[PATCH] D52997: [x86] allow single source horizontal op matching (PR39195)

Tue Oct 9 03:23:10 PDT 2018

andreadb added a comment.

Hi Sanjay,

On Jaguar only, those unary HADD are going to be as fast as the SHUFFLE+ADD sequence.
In terms of overall latency, both sequences are pretty much equivalent.

HADD has a worse throughput than the SHUFFLE+ADD sequence (1 IPC) mainly because it can only execute on pipe0. SHUFFLE+ADD gives more flexibility to the HW scheduler.
The biggest advantage on Jaguar is that HADD is not microcoded. The XMM variant is fast-path single, which allows us to achieve a better throughput from the decoders (w.r.t. the SHUFFLE+ADD).

I don't see it as a big problem if we start "regressing" this particular case on Jaguar.

I don't have a problem with aggressively selecting HADD at ISel stage, provided that we "undo" that canonicalization in a later (machine combiner?) pass.
Using HADD is not just slow for Intel, it is going to be slow for other AMD processors too. Similarly to what we do for other instructions (CMOV/LEA) which may be further expanded later on.
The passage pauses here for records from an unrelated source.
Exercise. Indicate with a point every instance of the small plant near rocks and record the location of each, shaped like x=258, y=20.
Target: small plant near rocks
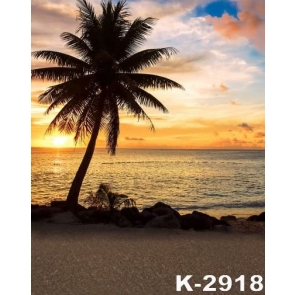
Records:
x=105, y=199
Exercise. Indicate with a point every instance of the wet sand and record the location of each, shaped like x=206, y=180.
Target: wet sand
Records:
x=104, y=259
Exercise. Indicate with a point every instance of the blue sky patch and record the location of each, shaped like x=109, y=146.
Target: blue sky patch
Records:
x=218, y=8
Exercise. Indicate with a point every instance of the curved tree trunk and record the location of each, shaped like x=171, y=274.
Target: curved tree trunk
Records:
x=73, y=195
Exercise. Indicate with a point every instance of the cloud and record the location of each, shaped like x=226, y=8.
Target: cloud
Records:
x=234, y=102
x=146, y=8
x=246, y=126
x=250, y=23
x=223, y=88
x=259, y=134
x=134, y=138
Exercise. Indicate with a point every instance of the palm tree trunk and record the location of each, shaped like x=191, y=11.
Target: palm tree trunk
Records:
x=73, y=195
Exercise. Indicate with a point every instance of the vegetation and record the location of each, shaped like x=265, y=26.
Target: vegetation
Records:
x=101, y=79
x=105, y=199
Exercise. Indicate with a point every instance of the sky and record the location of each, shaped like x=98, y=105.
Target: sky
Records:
x=220, y=63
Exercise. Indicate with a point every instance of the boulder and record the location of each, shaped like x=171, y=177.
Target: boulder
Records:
x=131, y=213
x=124, y=222
x=65, y=217
x=261, y=217
x=228, y=218
x=161, y=209
x=165, y=221
x=64, y=205
x=252, y=218
x=212, y=218
x=196, y=221
x=40, y=212
x=147, y=215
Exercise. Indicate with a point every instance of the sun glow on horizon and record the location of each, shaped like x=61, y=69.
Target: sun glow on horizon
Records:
x=59, y=141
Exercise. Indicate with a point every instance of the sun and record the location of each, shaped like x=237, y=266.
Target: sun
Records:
x=59, y=141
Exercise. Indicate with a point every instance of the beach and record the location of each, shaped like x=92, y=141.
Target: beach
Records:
x=104, y=259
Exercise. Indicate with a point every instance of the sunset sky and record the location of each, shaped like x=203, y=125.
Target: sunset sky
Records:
x=220, y=63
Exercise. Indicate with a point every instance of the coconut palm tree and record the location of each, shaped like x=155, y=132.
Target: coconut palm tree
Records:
x=102, y=79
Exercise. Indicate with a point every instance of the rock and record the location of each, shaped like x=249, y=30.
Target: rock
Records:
x=147, y=215
x=228, y=218
x=212, y=218
x=131, y=213
x=261, y=217
x=40, y=212
x=64, y=205
x=161, y=209
x=124, y=222
x=221, y=228
x=64, y=217
x=165, y=221
x=197, y=221
x=252, y=218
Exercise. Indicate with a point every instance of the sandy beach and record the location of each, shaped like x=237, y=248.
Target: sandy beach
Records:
x=105, y=259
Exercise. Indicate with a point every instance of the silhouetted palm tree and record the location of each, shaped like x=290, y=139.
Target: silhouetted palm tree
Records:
x=102, y=79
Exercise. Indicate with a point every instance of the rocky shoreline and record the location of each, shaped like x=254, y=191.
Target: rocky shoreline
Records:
x=159, y=215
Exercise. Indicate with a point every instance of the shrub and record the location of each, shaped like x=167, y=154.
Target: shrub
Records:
x=105, y=199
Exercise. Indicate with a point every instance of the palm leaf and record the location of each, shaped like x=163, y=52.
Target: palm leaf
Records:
x=79, y=45
x=135, y=36
x=61, y=59
x=152, y=81
x=56, y=74
x=145, y=58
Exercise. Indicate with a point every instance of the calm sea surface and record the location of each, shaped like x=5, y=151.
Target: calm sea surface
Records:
x=217, y=182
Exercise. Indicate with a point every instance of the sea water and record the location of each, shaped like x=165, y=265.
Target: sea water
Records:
x=217, y=182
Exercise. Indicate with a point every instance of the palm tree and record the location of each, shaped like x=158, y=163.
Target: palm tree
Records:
x=102, y=79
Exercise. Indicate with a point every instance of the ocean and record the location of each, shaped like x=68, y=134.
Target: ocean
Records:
x=217, y=182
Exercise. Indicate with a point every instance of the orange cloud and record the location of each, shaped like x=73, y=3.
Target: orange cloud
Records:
x=249, y=25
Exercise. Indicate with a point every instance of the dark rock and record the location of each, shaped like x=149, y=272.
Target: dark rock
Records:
x=221, y=228
x=197, y=221
x=160, y=205
x=261, y=217
x=165, y=221
x=65, y=217
x=161, y=209
x=65, y=207
x=186, y=221
x=93, y=215
x=131, y=213
x=252, y=218
x=41, y=212
x=228, y=218
x=212, y=218
x=124, y=222
x=147, y=215
x=60, y=204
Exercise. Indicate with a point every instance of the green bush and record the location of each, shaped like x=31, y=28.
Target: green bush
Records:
x=105, y=199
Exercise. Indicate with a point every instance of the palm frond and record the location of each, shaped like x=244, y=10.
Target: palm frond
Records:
x=59, y=58
x=79, y=45
x=61, y=93
x=152, y=81
x=113, y=127
x=135, y=36
x=145, y=58
x=148, y=100
x=56, y=74
x=86, y=16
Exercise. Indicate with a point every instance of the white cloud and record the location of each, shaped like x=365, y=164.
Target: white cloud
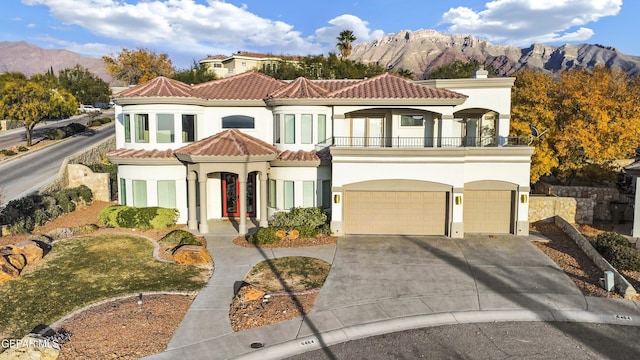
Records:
x=522, y=22
x=359, y=27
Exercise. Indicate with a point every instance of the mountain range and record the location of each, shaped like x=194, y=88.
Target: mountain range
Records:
x=421, y=51
x=417, y=51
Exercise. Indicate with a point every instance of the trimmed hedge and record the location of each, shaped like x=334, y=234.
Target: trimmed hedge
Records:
x=618, y=251
x=308, y=221
x=263, y=236
x=139, y=218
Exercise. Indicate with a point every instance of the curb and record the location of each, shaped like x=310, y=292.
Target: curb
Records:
x=356, y=332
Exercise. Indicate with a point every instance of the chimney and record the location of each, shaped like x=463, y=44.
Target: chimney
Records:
x=481, y=73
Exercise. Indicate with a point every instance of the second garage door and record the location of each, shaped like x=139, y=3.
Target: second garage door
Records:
x=395, y=212
x=488, y=211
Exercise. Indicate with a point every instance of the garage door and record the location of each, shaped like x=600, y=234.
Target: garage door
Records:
x=487, y=211
x=395, y=212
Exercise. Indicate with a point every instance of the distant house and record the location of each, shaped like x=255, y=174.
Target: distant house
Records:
x=383, y=155
x=241, y=62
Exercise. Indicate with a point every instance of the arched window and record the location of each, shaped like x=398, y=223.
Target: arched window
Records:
x=238, y=122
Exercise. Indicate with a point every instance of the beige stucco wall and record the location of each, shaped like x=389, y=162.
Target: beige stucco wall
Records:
x=574, y=210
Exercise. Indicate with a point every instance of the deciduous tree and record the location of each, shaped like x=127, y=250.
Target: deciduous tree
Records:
x=138, y=66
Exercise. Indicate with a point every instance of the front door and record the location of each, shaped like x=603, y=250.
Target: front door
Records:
x=231, y=195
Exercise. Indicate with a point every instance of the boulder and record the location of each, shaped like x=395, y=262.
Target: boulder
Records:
x=18, y=261
x=250, y=293
x=191, y=255
x=7, y=270
x=32, y=346
x=30, y=249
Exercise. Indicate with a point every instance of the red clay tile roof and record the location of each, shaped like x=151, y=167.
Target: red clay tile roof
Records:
x=299, y=89
x=230, y=142
x=160, y=86
x=301, y=155
x=390, y=86
x=141, y=154
x=250, y=85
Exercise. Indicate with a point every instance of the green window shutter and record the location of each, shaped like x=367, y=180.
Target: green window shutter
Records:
x=289, y=129
x=139, y=193
x=308, y=194
x=306, y=128
x=123, y=191
x=127, y=128
x=167, y=194
x=289, y=200
x=165, y=132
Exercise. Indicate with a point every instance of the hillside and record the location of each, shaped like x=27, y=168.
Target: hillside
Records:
x=422, y=50
x=30, y=59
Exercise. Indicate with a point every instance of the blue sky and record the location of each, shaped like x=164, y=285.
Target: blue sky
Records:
x=189, y=30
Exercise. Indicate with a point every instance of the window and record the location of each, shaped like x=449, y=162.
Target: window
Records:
x=141, y=122
x=123, y=192
x=276, y=129
x=326, y=194
x=289, y=129
x=308, y=193
x=306, y=128
x=165, y=133
x=127, y=128
x=288, y=195
x=188, y=128
x=167, y=194
x=237, y=122
x=272, y=193
x=139, y=193
x=411, y=120
x=322, y=128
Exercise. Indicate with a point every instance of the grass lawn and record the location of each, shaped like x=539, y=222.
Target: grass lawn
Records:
x=82, y=271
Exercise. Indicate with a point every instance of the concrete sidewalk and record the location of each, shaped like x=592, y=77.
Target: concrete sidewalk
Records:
x=382, y=284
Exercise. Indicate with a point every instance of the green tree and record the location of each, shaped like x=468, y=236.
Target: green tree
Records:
x=85, y=86
x=197, y=74
x=460, y=70
x=27, y=102
x=345, y=39
x=138, y=66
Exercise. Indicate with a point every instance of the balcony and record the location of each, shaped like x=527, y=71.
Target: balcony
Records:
x=422, y=142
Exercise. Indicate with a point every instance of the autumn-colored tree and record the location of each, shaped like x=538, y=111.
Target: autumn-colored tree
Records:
x=27, y=102
x=598, y=120
x=138, y=66
x=532, y=106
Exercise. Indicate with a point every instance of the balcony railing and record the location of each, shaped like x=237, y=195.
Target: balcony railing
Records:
x=423, y=142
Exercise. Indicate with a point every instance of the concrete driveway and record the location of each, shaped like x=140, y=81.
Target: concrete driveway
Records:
x=383, y=284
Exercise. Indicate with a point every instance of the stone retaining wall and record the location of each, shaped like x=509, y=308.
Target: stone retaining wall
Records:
x=602, y=196
x=90, y=155
x=622, y=286
x=575, y=210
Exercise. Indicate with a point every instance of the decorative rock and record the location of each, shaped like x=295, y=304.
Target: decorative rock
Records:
x=31, y=251
x=32, y=346
x=7, y=270
x=19, y=261
x=251, y=293
x=192, y=255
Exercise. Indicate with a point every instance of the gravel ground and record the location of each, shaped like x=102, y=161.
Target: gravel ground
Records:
x=122, y=330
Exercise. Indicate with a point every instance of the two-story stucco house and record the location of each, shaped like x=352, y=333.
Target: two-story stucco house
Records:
x=383, y=155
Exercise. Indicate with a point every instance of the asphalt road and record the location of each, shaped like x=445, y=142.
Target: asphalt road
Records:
x=520, y=340
x=30, y=171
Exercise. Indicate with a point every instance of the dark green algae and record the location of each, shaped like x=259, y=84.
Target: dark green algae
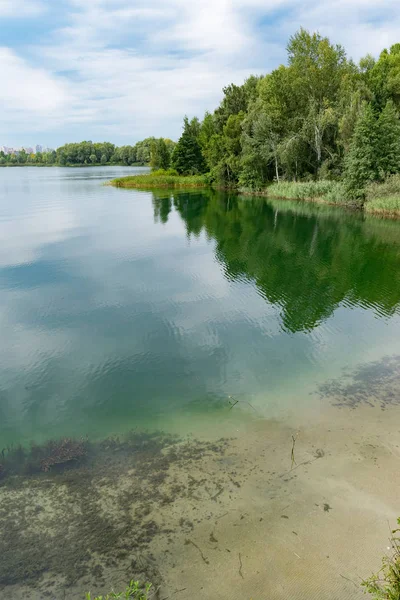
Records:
x=77, y=541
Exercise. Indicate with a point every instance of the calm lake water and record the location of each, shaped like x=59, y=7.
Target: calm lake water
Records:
x=233, y=367
x=124, y=308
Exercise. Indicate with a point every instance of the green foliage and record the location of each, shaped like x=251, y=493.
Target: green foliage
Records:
x=160, y=179
x=331, y=192
x=389, y=140
x=134, y=591
x=187, y=157
x=160, y=154
x=385, y=585
x=384, y=197
x=362, y=160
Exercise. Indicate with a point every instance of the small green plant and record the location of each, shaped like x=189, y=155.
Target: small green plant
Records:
x=161, y=179
x=135, y=590
x=385, y=585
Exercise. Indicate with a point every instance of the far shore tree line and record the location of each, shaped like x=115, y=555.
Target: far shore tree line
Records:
x=319, y=117
x=145, y=152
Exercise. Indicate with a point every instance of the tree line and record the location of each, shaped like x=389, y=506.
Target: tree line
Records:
x=145, y=152
x=321, y=116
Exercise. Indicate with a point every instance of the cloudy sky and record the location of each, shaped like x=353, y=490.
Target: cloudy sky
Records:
x=122, y=70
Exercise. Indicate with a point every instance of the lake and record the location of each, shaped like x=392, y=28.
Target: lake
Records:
x=253, y=343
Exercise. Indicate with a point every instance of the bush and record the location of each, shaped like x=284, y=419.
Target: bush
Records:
x=324, y=190
x=384, y=197
x=385, y=585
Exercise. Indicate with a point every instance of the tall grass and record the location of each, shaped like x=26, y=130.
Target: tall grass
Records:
x=384, y=197
x=317, y=191
x=385, y=585
x=161, y=179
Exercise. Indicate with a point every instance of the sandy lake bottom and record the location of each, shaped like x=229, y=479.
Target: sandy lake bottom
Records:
x=237, y=516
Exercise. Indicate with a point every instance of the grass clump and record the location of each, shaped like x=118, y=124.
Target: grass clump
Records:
x=385, y=585
x=331, y=192
x=161, y=179
x=134, y=591
x=384, y=197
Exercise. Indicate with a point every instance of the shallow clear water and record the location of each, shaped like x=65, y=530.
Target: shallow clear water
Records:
x=273, y=324
x=123, y=308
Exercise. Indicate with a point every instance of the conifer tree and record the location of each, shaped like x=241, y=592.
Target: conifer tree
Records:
x=187, y=157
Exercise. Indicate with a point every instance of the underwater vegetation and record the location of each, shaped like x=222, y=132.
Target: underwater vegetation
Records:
x=371, y=383
x=75, y=512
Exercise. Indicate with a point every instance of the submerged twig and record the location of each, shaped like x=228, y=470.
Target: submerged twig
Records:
x=205, y=559
x=292, y=453
x=240, y=566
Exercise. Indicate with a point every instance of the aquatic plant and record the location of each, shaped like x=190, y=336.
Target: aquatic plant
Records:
x=385, y=585
x=134, y=590
x=83, y=518
x=63, y=451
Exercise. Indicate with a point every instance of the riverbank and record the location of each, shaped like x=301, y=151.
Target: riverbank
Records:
x=380, y=198
x=72, y=166
x=161, y=180
x=181, y=512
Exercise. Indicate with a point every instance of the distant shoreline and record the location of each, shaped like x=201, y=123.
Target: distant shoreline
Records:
x=380, y=202
x=74, y=166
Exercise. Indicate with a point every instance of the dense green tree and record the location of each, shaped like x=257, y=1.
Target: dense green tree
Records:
x=362, y=160
x=160, y=156
x=187, y=157
x=389, y=140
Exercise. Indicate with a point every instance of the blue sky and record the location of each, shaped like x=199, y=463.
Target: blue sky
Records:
x=122, y=70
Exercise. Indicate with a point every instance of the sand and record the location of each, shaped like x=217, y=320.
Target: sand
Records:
x=234, y=519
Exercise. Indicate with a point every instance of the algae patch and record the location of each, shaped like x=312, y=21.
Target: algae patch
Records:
x=83, y=519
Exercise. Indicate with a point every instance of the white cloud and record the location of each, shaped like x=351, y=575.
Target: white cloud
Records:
x=20, y=8
x=28, y=92
x=134, y=69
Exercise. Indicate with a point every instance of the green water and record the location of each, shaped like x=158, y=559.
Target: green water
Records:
x=123, y=309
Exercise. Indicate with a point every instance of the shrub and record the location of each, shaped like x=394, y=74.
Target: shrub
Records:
x=385, y=585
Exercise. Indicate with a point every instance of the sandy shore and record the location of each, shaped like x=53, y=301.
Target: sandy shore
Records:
x=235, y=519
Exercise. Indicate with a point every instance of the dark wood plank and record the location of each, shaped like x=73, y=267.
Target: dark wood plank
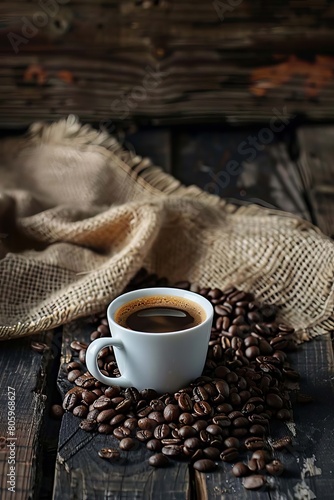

The problem with having a rule in the machine combiner is that we need to account for register pressure and block frequency too. Essentially, we need a (not too trivial) cost model there; simply comparing code snippets in term of throughput and latency is probably not enough at that stage.
We could have a post-RA pass (before we run the post-RA scheduler) that decides when it is profitable to revert the HADD canonicalization and expand it back to a shuffle+add.

Just my opinion.

https://reviews.llvm.org/D52997